Hybrid Scaffolds for Tissue Regeneration: Chemotaxis and Physical Confinement as Sources of Biomimesis

1Laboratory of Bioceramics and Bio-Hybrid Composites, Institute of Science and Technology for Ceramics, National Research Council, 48018 Faenza, Italy
2Laboratory of Biomechanics and Technology Innovation, Rizzoli Orthopaedic Institute, 40136 Bologna, Italy

Received 7 April 2012; Accepted 21 June 2012

Academic Editor: Leonard Deepak Francis

Copyright © 2012 Simone Sprio et al. This is an open access article distributed under the Creative Commons Attribution License, which permits unrestricted use, distribution, and reproduction in any medium, provided the original work is properly cited.

Abstract

Biomineralization is a complex ensemble of concomitant phenomena, driving the development of vertebrate and invertebrate organisms, particularly the formation of human bone tissue.
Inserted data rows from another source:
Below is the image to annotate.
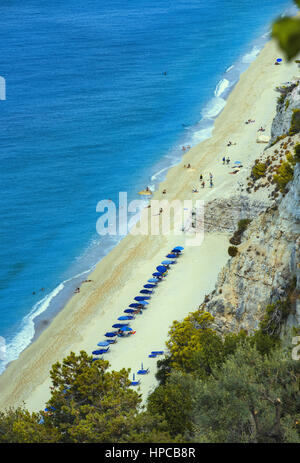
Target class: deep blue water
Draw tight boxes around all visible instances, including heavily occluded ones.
[0,0,290,371]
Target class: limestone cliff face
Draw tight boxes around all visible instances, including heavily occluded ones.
[201,86,300,333]
[203,164,300,332]
[270,81,300,143]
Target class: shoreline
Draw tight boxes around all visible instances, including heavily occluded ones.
[0,29,269,375]
[0,37,298,410]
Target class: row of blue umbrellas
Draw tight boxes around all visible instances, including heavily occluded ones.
[92,246,184,374]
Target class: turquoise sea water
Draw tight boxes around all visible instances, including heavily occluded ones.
[0,0,291,371]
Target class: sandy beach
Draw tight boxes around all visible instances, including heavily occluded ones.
[0,37,298,411]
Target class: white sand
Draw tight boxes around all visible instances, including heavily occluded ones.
[0,38,298,410]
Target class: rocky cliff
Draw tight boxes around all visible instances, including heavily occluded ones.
[200,83,300,333]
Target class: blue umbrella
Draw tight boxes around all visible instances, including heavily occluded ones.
[120,326,132,331]
[92,347,109,355]
[97,341,110,347]
[104,331,118,338]
[156,265,168,273]
[45,405,55,412]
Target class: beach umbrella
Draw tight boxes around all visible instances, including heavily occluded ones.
[92,347,109,355]
[104,331,118,338]
[129,301,149,308]
[120,326,132,331]
[45,405,55,412]
[139,190,152,196]
[156,265,168,273]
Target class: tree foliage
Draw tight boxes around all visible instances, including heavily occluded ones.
[166,310,214,372]
[194,345,300,443]
[272,0,300,61]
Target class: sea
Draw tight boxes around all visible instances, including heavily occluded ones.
[0,0,295,373]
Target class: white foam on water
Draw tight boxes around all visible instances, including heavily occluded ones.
[192,125,214,145]
[0,268,92,373]
[215,79,230,97]
[202,96,226,119]
[150,166,171,182]
[242,46,261,64]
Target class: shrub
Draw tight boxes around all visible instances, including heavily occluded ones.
[273,162,294,192]
[294,144,300,162]
[277,93,286,105]
[251,162,267,180]
[289,109,300,135]
[228,246,239,257]
[270,133,287,146]
[238,219,251,233]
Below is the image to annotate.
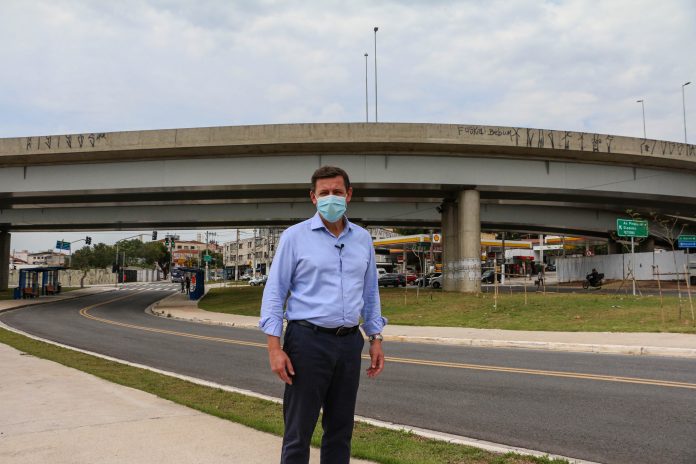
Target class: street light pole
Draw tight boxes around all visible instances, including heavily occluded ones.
[682,81,691,143]
[365,52,370,122]
[636,100,648,140]
[374,27,379,122]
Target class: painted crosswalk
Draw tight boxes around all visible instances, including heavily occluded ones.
[118,282,181,292]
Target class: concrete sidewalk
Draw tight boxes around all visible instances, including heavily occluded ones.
[0,344,376,464]
[150,294,696,359]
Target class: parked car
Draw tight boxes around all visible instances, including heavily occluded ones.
[170,269,184,283]
[377,273,406,287]
[481,269,500,284]
[415,272,442,287]
[430,274,442,288]
[249,276,268,287]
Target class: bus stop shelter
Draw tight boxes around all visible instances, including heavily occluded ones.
[14,266,65,300]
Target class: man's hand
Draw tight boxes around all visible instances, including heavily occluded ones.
[268,335,295,385]
[367,340,384,378]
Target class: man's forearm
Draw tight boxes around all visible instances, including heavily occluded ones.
[266,335,281,352]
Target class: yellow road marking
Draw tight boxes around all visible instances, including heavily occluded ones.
[80,292,696,390]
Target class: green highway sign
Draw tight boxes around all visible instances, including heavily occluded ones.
[616,219,649,237]
[679,235,696,248]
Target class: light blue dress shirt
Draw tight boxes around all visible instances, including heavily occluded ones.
[259,213,387,337]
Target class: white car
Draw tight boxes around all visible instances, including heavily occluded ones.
[249,276,268,287]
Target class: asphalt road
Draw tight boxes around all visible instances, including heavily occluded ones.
[0,291,696,464]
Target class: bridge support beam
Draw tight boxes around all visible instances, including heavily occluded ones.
[636,237,655,253]
[441,200,459,292]
[607,238,621,255]
[454,190,481,293]
[0,230,11,292]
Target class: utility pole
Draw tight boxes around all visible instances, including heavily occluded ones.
[365,52,370,122]
[234,229,239,280]
[374,27,379,122]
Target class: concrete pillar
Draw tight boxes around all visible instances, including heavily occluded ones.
[455,190,481,293]
[441,200,459,292]
[0,230,11,291]
[607,238,621,255]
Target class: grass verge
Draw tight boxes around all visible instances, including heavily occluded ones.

In such a process collagen molecules assemble and organize in a complex 3-D structure and simultaneously mineralize with nearly amorphous apatite nanoparticles, whose heterogeneous nucleation, growth, and specific orientation are mediated by various chemical, physical, morphological, and structural control mechanisms, activated by the organic matrix at different size levels. The present work investigates on in-lab biomineralization processes, performed to synthesize hybrid hydroxyapatite/collagen scaffolds for bone and osteochondral regeneration. The synthesis processes are carried out by soft-chemistry procedures, with the purpose to activate all the different control mechanisms at the basis of new bone formation in vivo, so as to achieve scaffolds with high biomimesis, that is, physical, chemical, morphological, and ultrastructural properties very close to the newly formed human bone. Deep analysis of cell behaviour in contact with such hybrid scaffolds confirms their strong affinity with human bone, which in turn determines high regenerative properties in vivo.